Never Wear White, Susan Darlington
Alien Buddha Press, £8.45 2022
Disconcerting
What is noticeable about these poems is how disconcerting they are; or more accurately, how disconcerting I found them. At first, I thought it was because I disagreed so vehemently with Susan Darlington that ‘The art of childlessness / is a matter of semantics.’ I disagreed that it is ‘not about being child-less’ and
It’s not about being less of anything.
It’s about being child-free.
Free to spend time dancing
until the heart-light dawn.
Finding your own rhythms
that are giddy, raw and real,
knowing that no matter what,
alone, you are complete.
[‘The Art Of Childlessness’]
I am a childless person and I especially disagreed with the final couplet.
Then I disagreed again with the same statement of sentiment at the end of ‘Blue Line’, a poem in which the pregnancy test refused to show a positive result. The line grew longer each month
until it stretched
across the Atlantic
and you followed it home.
The line of vapour
broke apart; faded
into an azure sky
releasing the knowledge
that alone
I was enough.
[‘Blue Line’]
Then I noticed that — while the poems both end with much the same statement — the pronouns were different. Now I realised that what was disconcerting me was the way Susan Darlington’s, calm, non-judgemental statements were making me face my own truths and limitations. Yes, you … and you … and you … may be complete alone, but no, I am not — for all kinds of reasons.

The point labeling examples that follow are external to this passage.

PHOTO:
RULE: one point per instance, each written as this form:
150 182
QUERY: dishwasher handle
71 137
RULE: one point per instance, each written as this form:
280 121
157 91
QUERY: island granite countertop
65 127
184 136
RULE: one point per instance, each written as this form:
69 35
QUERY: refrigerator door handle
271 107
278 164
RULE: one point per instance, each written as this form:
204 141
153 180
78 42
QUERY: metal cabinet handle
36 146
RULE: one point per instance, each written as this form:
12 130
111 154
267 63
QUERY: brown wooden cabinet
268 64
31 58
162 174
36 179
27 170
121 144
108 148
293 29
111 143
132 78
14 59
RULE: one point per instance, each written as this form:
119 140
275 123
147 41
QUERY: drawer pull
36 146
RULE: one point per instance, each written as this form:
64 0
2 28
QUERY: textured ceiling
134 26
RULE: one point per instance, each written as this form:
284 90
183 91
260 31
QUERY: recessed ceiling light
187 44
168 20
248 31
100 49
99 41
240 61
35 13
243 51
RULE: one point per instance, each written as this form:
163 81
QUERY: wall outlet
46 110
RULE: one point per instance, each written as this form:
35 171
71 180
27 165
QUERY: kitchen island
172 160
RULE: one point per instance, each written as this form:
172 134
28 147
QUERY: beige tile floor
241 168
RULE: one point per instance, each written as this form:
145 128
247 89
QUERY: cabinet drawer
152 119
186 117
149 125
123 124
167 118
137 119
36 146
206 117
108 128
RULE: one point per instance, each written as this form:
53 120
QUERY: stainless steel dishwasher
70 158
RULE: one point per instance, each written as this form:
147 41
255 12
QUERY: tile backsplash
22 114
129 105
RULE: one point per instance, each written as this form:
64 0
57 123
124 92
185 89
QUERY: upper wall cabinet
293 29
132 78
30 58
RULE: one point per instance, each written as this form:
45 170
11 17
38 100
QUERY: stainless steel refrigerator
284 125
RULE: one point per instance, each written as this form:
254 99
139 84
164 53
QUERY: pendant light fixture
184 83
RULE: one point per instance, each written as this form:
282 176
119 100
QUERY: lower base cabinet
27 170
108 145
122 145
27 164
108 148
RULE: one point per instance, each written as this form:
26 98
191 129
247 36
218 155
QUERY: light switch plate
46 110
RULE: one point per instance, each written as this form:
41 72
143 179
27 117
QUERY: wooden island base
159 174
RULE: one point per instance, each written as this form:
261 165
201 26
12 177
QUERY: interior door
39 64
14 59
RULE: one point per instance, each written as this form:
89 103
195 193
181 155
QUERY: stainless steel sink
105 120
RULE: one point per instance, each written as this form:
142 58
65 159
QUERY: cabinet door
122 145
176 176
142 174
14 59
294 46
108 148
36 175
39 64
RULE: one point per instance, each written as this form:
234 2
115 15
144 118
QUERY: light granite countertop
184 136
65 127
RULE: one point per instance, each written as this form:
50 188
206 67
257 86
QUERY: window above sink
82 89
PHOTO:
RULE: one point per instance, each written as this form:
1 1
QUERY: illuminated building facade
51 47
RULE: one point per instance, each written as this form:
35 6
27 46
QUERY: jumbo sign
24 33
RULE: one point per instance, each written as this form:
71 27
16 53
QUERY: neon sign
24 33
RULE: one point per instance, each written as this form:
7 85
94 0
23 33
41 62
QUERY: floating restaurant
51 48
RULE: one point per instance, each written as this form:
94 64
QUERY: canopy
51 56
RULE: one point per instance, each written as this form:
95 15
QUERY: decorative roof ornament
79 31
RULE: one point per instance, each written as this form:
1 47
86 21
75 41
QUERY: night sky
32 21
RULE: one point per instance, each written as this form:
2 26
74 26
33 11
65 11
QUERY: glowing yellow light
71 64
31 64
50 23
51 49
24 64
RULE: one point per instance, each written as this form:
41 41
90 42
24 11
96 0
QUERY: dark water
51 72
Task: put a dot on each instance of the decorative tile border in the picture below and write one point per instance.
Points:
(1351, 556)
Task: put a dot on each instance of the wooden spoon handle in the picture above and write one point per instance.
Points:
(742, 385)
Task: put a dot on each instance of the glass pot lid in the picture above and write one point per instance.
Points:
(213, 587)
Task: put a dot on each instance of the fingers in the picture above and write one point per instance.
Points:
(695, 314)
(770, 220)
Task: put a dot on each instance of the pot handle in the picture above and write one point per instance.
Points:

The same two pronouns appear again at the end of another poem, ‘Sarah’ which is about being ‘friends of convenience’:
And I wish you were here so that I could say sorry
I never really knew you and that after we drifted apart
I barely even noticed your absence until now.
[‘Sarah’]
Again, the closing sentiment is about absence, and again, I was disconcerted. Disconcerted by the absence of a ‘you’, from whom I have also drifted apart and to whom I wish I could say, ‘Sorry’, and ‘Every day I notice you are absent’.